Korrelation und Kausalität

Aber unabhängige Studien vieler Wissenschaftler zeigen doch eine Korrelation von Religionszugehörigkeit bzw. Religiosität mit einer erhöhten Geburtenrate? Erstens zeigen dies eben nicht alle Studien. Es gibt Ausnahmen, wie die Sekten der Shaker oder der Amish in Südamerika demonstrieren. Zweitens, wenn die Störche im Frühjahr wiederkehren und die Geburten der meisten Tierarten stattfinden, dann bedeutet dies eben nicht, dass die Störche die Kinder bringen, sondern dass beide Ereignisse eine gemeinsame Ursache haben.

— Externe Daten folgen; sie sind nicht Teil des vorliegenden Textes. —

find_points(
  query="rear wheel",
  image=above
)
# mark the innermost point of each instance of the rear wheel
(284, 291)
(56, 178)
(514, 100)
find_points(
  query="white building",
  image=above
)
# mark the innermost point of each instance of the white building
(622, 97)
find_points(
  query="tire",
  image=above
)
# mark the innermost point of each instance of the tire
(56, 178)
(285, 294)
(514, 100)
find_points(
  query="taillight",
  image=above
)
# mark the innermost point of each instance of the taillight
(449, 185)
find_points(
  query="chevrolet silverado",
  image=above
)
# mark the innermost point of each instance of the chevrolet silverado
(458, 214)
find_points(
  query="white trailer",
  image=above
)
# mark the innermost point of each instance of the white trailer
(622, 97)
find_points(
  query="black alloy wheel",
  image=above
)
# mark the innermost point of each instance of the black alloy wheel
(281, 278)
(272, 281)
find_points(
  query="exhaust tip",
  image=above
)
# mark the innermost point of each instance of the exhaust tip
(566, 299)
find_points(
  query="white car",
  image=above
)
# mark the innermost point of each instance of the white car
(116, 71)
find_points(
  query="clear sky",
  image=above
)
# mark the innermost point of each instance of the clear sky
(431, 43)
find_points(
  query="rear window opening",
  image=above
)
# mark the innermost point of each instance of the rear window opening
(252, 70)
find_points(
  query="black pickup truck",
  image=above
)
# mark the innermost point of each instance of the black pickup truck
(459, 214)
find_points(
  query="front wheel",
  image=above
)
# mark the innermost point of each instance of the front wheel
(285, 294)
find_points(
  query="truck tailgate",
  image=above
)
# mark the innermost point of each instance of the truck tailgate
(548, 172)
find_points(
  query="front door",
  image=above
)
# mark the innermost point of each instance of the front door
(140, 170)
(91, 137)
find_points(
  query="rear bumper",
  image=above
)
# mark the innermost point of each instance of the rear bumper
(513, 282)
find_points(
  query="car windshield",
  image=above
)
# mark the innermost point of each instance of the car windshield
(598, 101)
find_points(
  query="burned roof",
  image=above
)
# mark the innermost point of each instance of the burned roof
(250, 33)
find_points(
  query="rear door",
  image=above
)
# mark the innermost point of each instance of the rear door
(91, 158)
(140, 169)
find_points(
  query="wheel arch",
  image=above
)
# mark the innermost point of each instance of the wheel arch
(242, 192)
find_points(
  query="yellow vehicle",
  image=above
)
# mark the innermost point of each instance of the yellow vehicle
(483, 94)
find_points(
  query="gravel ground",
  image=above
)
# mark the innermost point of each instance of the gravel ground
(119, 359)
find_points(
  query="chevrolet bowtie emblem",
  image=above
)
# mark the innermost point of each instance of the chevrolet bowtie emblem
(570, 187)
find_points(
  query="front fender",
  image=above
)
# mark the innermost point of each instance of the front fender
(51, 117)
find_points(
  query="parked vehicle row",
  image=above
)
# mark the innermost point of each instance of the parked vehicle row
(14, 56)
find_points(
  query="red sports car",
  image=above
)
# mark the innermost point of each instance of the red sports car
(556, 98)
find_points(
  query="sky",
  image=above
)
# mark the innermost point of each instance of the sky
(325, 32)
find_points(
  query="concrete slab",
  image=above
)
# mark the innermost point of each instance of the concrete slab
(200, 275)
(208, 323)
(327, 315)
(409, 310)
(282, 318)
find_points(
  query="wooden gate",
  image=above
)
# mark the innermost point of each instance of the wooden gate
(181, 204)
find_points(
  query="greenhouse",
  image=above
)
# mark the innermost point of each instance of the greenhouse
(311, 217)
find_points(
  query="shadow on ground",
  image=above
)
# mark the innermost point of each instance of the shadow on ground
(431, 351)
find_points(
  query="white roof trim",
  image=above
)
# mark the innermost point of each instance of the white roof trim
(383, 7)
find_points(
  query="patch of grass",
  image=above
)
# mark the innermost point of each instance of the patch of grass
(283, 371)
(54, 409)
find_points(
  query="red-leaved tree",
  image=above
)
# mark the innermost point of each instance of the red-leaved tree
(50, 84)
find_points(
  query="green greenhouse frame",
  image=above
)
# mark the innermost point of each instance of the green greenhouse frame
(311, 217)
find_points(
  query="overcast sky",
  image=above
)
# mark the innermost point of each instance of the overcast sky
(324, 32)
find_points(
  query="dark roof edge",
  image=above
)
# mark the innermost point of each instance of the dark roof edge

Studien von Hans Rosling [2012] zeigen, dass Frauen weltweit ihre Kinderzahl reduzieren, wenn die Altersversorgung gesichert und die Kindersterblichkeit medizinisch gesenkt werden kann. Wo Zukunftsängste unnötig sind, nimmt sowohl die Religiosität als auch der Kinderreichtum drastisch ab. Wer die Kausalitäten zum Investment in Kinder identifizieren möchte, der sollte in den Lebenslaufstrategien den individuellen Optimismus in Abhängigkeit von Zukunftsängsten und Kinderwunschstärken untersuchen.

Literatur

Blume, Dr. Michael: Religion und Demografie. Warum es ohne Glauben an Kindern mangelt. Sciebooks, Amazon Create Space, 2014.

Courtiol, Alexandre et al.: Natural and sexual selection in a monogamous historical human population. PNAS Vol 109 (2012). S. 8044 – 8049.

Rosling, Hans: Religionen und Babies. TED-Talks, Mai 2012.